Erstmals Patienten mit asbestbedingtem Lungenfellkrebs Erfolg versprechend behandelt

Bei der Ganzkörperhyperthermie werden die Patienten in ein röhrenförmiges Gerät gebettet

Therapiestudie an der Universität Lübeck untersucht Kombination aus Ganzkörperhyperthermie und Chemotherapie

Die kontrollierte Überwärmung des menschlichen Organismus – die Ganzkörperhyperthermie – stellt seit mehreren Jahren einen Schwerpunkt in der experimentellen Krebstherapie der Universität zu Lübeck dar. In einer so genannten Phase II Studie konnte jetzt erstmals der Nutzen einer in Kombination mit einer Chemotherapie durchgeführten Hyperthermie für Patienten mit asbestbedingtem Lungenfellkrebs belegt werden.
„76 Prozent der Patienten haben von der neuen Therapie profitiert. Die Patienten, bei denen die Behandlung Wirkung zeigte, hatten einen Gewinn an Lebenszeit und Lebensqualität, waren belastbarer und hatten weniger Schmerzen“, erläuterte Studienleiterin Dr. Afsaneh Bakhshandeh-Bath von der Medizinischen Klinik I (Direktor: Prof. Dr. med. Horst Lorenz Fehm). Mit Unterstützung der Berufsgenossenschaften werden die Ergebnisse jetzt in einer weiterführenden Studie geprüft.

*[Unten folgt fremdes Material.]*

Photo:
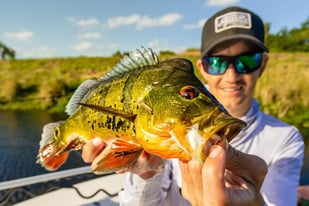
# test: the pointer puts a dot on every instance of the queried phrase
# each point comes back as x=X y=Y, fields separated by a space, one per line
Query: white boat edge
x=68 y=196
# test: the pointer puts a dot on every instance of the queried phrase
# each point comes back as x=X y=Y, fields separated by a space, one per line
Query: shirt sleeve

Asbest! Schon die Nennung des in den 70er und 80er Jahren häufig verwandten Dämmstoffs (Asbestzement) weckt bei vielen Menschen ungute Erinnerungen. Denn allzu oft hat das Einatmen winziger Asbestpartikel schwere Lungenerkrankungen hervor gerufen.

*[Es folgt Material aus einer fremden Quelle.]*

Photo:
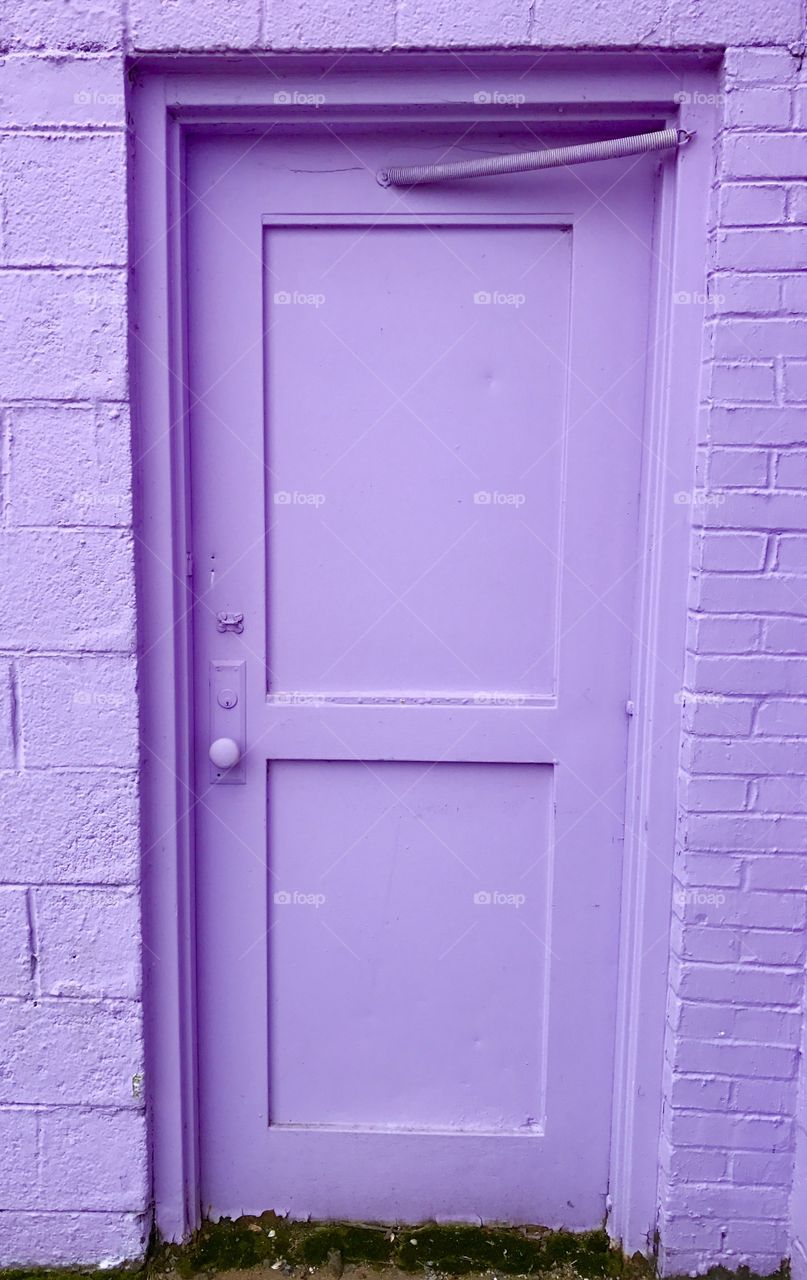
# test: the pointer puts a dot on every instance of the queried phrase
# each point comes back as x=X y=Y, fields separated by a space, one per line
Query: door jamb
x=172 y=96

Auch eine besonders schreckliche Form von Krebs ist auf Asbestkontakt zurück zu führen: Das Pleuramesotheliom. Der Tumor wächst rund um den Brustkasten und schnürt dem Patienten sehr schnell die Luft ab. Hilfe gibt es bisher nicht: Alle Therapieversuche beschränken sich auf die Linderung der Schmerzen und Verbesserung der Atmung. Innerhalb von sechs bis 12 Monaten nach Diagnosestellung sind die meisten Patienten verstorben.

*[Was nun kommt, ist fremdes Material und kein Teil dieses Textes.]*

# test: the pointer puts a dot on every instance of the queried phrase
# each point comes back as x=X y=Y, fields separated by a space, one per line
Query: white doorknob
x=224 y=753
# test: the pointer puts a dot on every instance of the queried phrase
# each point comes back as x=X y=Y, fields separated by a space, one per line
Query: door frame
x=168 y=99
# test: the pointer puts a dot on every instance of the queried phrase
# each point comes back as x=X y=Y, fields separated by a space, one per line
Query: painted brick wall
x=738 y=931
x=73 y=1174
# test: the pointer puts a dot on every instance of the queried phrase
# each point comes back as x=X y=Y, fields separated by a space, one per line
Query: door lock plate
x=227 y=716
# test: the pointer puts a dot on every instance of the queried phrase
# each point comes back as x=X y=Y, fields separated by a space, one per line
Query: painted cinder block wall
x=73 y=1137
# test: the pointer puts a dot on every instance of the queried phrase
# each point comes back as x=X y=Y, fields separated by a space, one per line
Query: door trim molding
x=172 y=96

Pleuramesotheliome sind die mit Abstand häufigsten beruflich bedingten Krebserkrankungen; betroffen sind vor allem Werftarbeiter. Derzeit werden in Deutschland jährlich etwa 1300 neue Fälle bekannt, sagt Dr. Bakhshandeh-Bath. „Zwar gibt es bereits seit 1993 ein Verwendungsverbot von Asbest, doch aufgrund des langen Zeitraums von 20 bis 30 Jahren, die vom Asbestkontakt bis zur Krebserkrankung vergehen, rechnen wir mit einem weiteren deutlichen Anstieg der Patientenzahlen.“
Seit einigen Jahren werden verschiedene Zellgifte (Zytostatika) mit dem Ziel eingesetzt, das schnelle Wachstum des bösartigen Tumors zu stoppen. Erste viel versprechende Ergebnisse einer weltweiten Studie mit über 400 Patienten wurden im Mai auf dem amerikanischen Krebskongress ASCO vorgestellt. Die Daten der Kombinationsbehandlung Ganzkörperhyperthermie/Chemotherapie aus Lübeck wurden ebenfalls auf dem ASCO-Kongress präsentiert. Bei fünf der 25 Studienteilnehmer (20 Prozent) reduzierte sich der Tumor um mehr als die Hälfte, bei weiteren drei (12 Prozent) um mehr als ein Viertel. Bei elf Patienten (44 Prozent) konnte das Tumorwachstum gestoppt werden; nur sechs sprachen nicht auf die Therapie an. Die durchschnittliche Überlebenszeit aller 25 Patienten lag bei 19 Monaten; die Patienten, bei denen die Therapie Wirkung zeigte, lebten im Mittel sogar 20 Monate. „Im Vergleich zur sehr schlechten Prognose bedeutete dies einen großen Gewinn für die Patienten. Wer auf die Therapie ansprach, dem ging es in der Folgezeit so gut, dass die oft sehr hohen Dosen an Schmerzmitteln teilweise ganz abgesetzt werden konnten“, erläuterte Dr. Bakhshandeh-Bath.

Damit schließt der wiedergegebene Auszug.